Highspeed Stateful Networking Redefined With Synogate HashCache

The World's Largest, Fastest Single-Device Stateful Firewall changing the Game for Heavy-Duty Networks

At FPGA Conference Europe 2023, Synogate presented a stateful firewall built around Synogate HashCache, proving its capability of statefully filtering billions of concurrent connections at an insert rate of hundreds of millions of new connections per second on a single device.

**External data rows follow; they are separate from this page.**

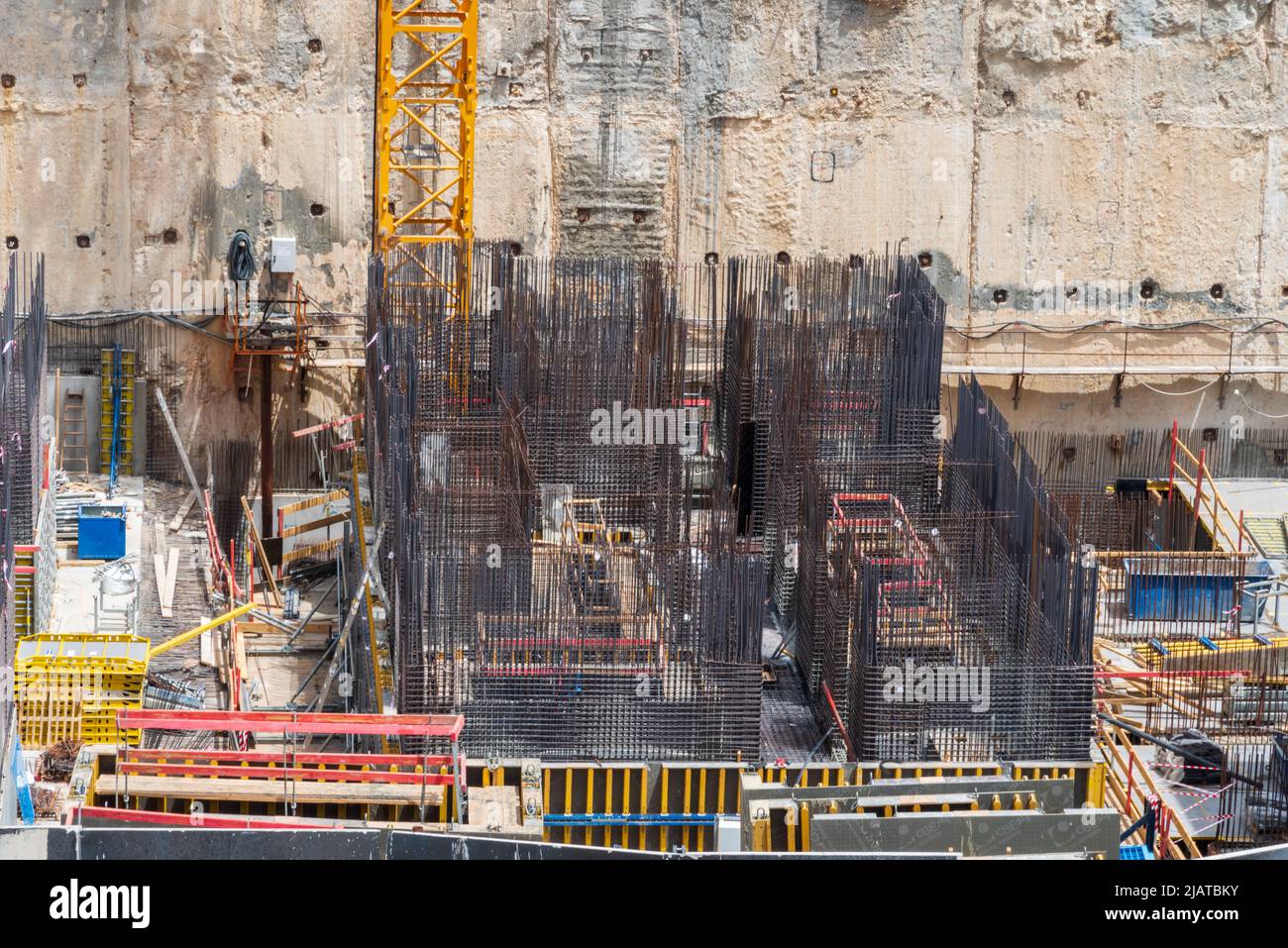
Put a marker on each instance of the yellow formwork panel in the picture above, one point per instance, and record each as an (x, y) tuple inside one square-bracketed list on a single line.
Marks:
[(69, 686)]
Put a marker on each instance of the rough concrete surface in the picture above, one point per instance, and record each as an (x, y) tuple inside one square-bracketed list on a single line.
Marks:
[(1020, 143)]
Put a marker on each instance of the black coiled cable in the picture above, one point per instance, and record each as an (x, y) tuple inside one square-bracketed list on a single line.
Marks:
[(241, 258)]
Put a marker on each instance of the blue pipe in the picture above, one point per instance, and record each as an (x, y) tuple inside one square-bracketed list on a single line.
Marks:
[(583, 819)]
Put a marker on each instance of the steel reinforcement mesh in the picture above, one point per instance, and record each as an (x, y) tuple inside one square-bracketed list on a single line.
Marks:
[(22, 369), (599, 479), (565, 571)]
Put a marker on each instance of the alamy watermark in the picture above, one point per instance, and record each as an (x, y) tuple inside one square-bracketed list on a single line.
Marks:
[(618, 425), (936, 685)]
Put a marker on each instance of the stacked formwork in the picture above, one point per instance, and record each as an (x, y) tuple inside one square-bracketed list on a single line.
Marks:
[(921, 566), (554, 576)]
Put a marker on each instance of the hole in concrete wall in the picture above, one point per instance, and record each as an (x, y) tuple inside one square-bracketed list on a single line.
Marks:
[(822, 166)]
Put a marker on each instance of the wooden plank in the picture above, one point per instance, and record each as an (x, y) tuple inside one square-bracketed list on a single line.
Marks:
[(176, 522), (263, 627), (263, 557), (314, 524), (159, 569), (265, 791), (325, 425), (312, 501), (310, 550), (178, 445), (166, 590)]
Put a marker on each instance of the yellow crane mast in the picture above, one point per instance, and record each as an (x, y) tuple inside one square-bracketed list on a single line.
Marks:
[(426, 94)]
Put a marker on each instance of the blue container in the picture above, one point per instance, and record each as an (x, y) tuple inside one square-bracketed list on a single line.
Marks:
[(1177, 590), (1149, 595), (101, 531), (1258, 571)]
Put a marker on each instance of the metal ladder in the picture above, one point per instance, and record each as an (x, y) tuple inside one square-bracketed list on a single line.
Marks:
[(116, 412), (72, 434)]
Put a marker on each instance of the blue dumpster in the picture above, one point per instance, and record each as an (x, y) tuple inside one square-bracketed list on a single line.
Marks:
[(101, 531)]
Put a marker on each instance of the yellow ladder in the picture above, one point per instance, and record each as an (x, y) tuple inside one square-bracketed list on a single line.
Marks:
[(125, 459)]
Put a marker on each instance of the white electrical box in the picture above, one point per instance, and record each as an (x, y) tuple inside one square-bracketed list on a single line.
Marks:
[(728, 835), (281, 256)]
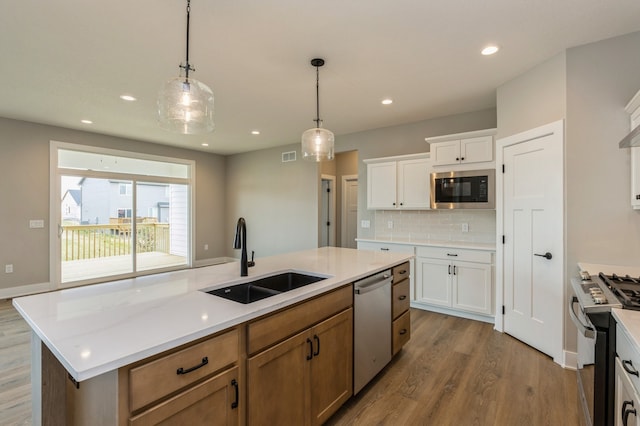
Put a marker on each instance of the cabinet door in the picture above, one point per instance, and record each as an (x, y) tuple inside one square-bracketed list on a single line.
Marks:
[(413, 184), (210, 402), (476, 150), (472, 287), (332, 366), (277, 383), (627, 411), (635, 178), (381, 185), (435, 282), (445, 152)]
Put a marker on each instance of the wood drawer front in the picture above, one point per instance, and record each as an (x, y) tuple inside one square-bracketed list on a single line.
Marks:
[(206, 403), (455, 254), (629, 357), (156, 379), (400, 294), (401, 272), (401, 331), (280, 325)]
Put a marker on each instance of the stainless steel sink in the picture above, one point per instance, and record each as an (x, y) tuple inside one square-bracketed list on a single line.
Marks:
[(264, 287)]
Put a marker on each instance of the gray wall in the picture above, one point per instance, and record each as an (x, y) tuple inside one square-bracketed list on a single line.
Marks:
[(24, 189), (588, 86), (278, 200)]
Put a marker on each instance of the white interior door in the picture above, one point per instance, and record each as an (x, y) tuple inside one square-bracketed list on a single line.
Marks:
[(532, 224), (349, 225)]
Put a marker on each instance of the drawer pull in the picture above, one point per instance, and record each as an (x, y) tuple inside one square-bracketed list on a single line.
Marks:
[(625, 413), (629, 368), (204, 362), (234, 383)]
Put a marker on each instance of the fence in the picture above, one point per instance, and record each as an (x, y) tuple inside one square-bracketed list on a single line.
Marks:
[(95, 241)]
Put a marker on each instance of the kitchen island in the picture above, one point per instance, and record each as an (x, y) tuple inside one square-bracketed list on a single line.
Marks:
[(94, 332)]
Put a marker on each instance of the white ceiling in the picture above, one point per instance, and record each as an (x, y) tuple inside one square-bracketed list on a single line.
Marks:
[(67, 60)]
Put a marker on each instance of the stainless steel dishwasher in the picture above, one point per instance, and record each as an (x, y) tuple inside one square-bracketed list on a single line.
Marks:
[(371, 328)]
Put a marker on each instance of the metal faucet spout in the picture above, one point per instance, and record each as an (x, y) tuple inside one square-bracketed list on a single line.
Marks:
[(240, 242)]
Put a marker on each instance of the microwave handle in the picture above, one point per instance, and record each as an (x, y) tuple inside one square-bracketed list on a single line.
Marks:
[(585, 330)]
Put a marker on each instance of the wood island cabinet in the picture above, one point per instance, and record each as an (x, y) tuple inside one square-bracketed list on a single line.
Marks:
[(303, 378)]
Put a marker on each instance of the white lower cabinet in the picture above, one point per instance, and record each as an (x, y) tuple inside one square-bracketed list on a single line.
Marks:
[(459, 279)]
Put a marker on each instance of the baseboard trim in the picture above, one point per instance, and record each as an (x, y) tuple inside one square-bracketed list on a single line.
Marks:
[(24, 290)]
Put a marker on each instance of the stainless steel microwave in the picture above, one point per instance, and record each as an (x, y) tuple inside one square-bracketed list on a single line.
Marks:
[(469, 189)]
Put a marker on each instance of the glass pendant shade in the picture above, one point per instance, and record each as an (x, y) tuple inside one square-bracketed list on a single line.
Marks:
[(318, 144), (185, 105)]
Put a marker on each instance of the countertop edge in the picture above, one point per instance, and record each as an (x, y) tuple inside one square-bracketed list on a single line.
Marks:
[(285, 300)]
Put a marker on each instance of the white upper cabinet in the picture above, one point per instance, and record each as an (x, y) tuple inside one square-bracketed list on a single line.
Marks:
[(398, 182), (633, 108), (462, 148)]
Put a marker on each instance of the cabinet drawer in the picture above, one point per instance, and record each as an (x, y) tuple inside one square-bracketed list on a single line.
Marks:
[(455, 254), (400, 298), (401, 331), (401, 272), (210, 402), (156, 379), (629, 357), (280, 325)]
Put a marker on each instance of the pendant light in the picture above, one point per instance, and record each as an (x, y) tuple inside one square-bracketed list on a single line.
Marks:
[(185, 105), (317, 143)]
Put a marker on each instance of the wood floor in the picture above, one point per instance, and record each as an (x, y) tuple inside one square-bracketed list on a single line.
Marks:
[(15, 367), (452, 372)]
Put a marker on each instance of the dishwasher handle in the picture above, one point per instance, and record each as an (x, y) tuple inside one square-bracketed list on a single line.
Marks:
[(366, 287)]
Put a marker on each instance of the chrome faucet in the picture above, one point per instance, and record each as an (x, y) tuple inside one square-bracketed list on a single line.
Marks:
[(240, 242)]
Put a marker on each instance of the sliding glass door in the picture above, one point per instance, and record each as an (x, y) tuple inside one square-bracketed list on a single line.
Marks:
[(120, 216)]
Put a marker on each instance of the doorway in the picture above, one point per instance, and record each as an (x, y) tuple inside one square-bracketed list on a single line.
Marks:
[(349, 222), (328, 212), (529, 213)]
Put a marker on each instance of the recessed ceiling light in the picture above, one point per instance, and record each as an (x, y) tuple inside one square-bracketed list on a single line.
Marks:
[(490, 50)]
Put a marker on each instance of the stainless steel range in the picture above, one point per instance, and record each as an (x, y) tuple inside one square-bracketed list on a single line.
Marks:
[(595, 296)]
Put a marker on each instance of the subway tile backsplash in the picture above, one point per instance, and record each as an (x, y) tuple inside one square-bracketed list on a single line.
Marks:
[(440, 225)]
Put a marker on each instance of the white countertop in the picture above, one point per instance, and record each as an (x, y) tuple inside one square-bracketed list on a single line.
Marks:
[(434, 243), (95, 329), (630, 321)]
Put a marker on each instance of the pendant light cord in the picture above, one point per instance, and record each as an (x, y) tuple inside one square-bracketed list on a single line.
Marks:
[(187, 66)]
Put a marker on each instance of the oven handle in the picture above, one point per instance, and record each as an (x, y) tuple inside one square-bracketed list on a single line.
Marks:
[(585, 330)]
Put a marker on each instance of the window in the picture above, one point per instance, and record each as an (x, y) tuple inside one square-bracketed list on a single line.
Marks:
[(120, 214)]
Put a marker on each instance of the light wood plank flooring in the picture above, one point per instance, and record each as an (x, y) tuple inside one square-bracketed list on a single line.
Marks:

Drive revenue with faster, smarter traffic processing

Unlock future proof, DDoS resilient stateful processing

Bring down hardware and operating costs

FPGA

The hostless Intel® Agilex™ 7 FPGA devboard running the stateful firewall

Booth

The Synogate booth at FPGA Conference Europe 2023

Dashboard

The dashboard showing performance numbers and control inputs

Server Rack

The servers used to generate and receive network traffic

Synogate HashCache is a revolutionary enabler for hardware-accelerated, stateful networking devices. At its heart is a patent-pending, fully hardware-implemented algorithm using DRAM to offer previously unseen storage speed and capacity on a single device. It provides a missing keystone in the technology landscape until now: very large capacity of very fast state storage. It opens the door to better, more efficient network processing at present and future line rates that no other solution is able to provide.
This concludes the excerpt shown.